All job titles and dates are taken from the History of The National Assembly section of their website

==Aftermath==
Between February and October 2000 Rhodri Morgan's Labour Party had 28 of the Assembly's 60 seats. The six Liberal Democrat seats would provided a comfortable working majority.

Developments quickly occurred during the autumn of 2000 culminating in Tom Middlehurst resigning as Secretary for post-16 education on 9 October claiming he could not “contemplate sitting down at the Cabinet table with the Liberal Democrats”.

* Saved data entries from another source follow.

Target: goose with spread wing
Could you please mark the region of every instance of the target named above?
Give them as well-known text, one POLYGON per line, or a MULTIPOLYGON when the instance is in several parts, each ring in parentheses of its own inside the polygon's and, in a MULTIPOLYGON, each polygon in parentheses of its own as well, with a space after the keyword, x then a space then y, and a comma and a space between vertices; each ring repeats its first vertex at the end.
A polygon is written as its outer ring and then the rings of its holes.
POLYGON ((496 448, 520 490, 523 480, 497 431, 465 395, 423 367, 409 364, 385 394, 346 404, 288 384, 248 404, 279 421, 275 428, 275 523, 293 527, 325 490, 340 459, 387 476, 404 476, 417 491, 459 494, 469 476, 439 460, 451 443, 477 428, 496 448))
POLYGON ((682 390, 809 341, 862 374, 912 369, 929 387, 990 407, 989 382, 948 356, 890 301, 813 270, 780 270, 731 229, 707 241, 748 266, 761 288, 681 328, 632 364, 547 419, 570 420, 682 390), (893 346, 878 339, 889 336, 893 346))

A new coalition government (the coalition used the term government rather than administration; officially referred to as the Coalition Partnership) was officially announced on 5 October 2000 with policy details emerging the day later. Cabinet Ministers (the coalition replaced the title of Secretary with Minister) were then appointed on 16 October and Deputies on 17 October. That government lasted until the 2003 election.